In a new study, the researchers report testing 18 bottles of California rosé and cabernet sauvignon from 2009 onward and finding increased levels of radioactive particles in the wine produced after the Fukushima disaster. In the case of the cabernet, the levels of the radioactive materials doubled.

We can measure some radioactive level that is much higher than the usual level,” said Michael Pravikoff, a physicist at a French research center who worked on the study.

The French research team has in recent years examined wines from around the world, trying to correlate the level of radioactive material with the date the wine grapes were picked.

Wines made around major nuclear events, including American and Soviet nuclear tests during the Cold War and the Chernobyl accident, should show higher levels of radioactive isotopes, called cesium-137, according to the researchers. The man-made isotope cannot be found in nature and would be present only at certain levels after the nuclear events.

This method of analysis, Mr. Pravikoff said, has become a way of verifying the authenticity of wine as fraud continues to be a persistent and lucrative crime. Wine with cesium-137 cannot have existed before the mid-20th century, and certain nuclear events would leave unique signatures based on time and proximity to the grapes.

Ingesting cesium-137 can result in an elevated risk for cancer, but the level of radioactive material from Fukushima in food and drink in countries outside Japan has been too low to result in a health hazard, according to the World Health Organization.

While the 2011 earthquake and tsunami killed an estimated 16,000 people in the Fukushima area and across Japan and more than 160,000 fled the area around the plant, nobody was believed to have been sickened or killed by the radiation as most of the fallout was swept out to sea.

Fish off the coast of Japan showed elevated levels of radiation, including cesium, resulting in the Japanese government’s banning or limiting their sale.

The California wine, however, is not seen as a health hazard, Mr. Pravikoff said. While the radioactive cloud from the disaster floated over the Pacific Ocean to California, settling on grapes there, the radioactive levels were low and drop with each passing year.

These levels are so low, way below the natural radioactivity that’s everywhere in the world,” Mr. Pravikoff said. He said the team’s special equipment helped detect the change in levels of radioactive material.

The California Department of Public Health said Friday that it had not previously heard of the study, but that there were no “health and safety concerns to California residents.

This report does not change that,” a department spokesman, Corey Egel, said in an emailed statement.

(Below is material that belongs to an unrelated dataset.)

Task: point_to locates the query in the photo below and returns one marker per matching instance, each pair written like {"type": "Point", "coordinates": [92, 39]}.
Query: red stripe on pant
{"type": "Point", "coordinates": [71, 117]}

Mr. Pravikoff said the California bottles had radioactive levels so low that the researchers had to use a special technique to measure them: burning the wine to ashes. In other cases, where radiation is higher, the team’s equipment can measure the radiation through the glass of the wine bottle, so the bottle does not have to be opened. Typically, the test has been conducted on unopened bottles.

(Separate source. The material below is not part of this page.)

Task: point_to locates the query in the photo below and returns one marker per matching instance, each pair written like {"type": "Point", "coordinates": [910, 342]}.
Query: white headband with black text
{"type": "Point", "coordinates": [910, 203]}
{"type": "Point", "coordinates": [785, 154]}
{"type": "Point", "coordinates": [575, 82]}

Mr. Pravikoff said the method was developed three decades ago and gained prominence as people became more attuned to wine fraud. Two years ago, he said, he was shopping at a supermarket when he found several bottles of cabernet sauvignon from California’s Napa Valley, produced years before, but after Fukushima. That spawned the idea to test for the disaster’s imprint.

I just bought them, just to see,” he said. “It is more for the pure scientific aspect that we were interested in measuring them.

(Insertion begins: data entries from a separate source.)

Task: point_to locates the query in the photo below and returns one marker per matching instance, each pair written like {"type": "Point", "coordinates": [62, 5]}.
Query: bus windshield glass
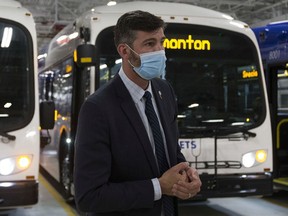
{"type": "Point", "coordinates": [16, 76]}
{"type": "Point", "coordinates": [215, 74]}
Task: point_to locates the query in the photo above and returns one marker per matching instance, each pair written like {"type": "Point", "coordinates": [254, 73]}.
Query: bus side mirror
{"type": "Point", "coordinates": [47, 112]}
{"type": "Point", "coordinates": [85, 55]}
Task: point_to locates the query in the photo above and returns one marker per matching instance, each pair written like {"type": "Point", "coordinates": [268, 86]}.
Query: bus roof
{"type": "Point", "coordinates": [10, 3]}
{"type": "Point", "coordinates": [160, 8]}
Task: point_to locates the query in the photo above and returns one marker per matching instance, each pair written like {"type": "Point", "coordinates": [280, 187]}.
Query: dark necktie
{"type": "Point", "coordinates": [159, 149]}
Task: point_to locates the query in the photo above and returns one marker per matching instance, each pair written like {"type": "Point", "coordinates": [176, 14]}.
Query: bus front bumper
{"type": "Point", "coordinates": [18, 193]}
{"type": "Point", "coordinates": [235, 185]}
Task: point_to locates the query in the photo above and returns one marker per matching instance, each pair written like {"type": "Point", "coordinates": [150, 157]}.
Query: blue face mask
{"type": "Point", "coordinates": [152, 64]}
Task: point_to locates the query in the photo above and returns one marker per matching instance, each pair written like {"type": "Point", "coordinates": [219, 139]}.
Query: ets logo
{"type": "Point", "coordinates": [187, 143]}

Mr. Pravikoff said he would like to do more testing on bottles produced before the disaster to build more confidence in the team’s findings.

Maureen Downey, a wine authentication expert who leads Chai Consulting, a wine collection consulting firm, called the French researchers’ method “fantastic science.” But she said it was of limited use to those in the wine industry, as prices could vary by thousands of dollars between neighboring vineyards, for example. “Fifteen feet away is a difference in your bottle worth $15,000,” she said.

Wine, for its part, still remains a hotly debated drink when it comes to health: One study found that patients with Type 2 diabetes who drank wine, most notably red wine, had a reduced cardiometabolic risk, or the chance of heart disease, stroke or other medical conditions. Many other studies warn of the health risks of alcohol abuse and the danger to pregnant women.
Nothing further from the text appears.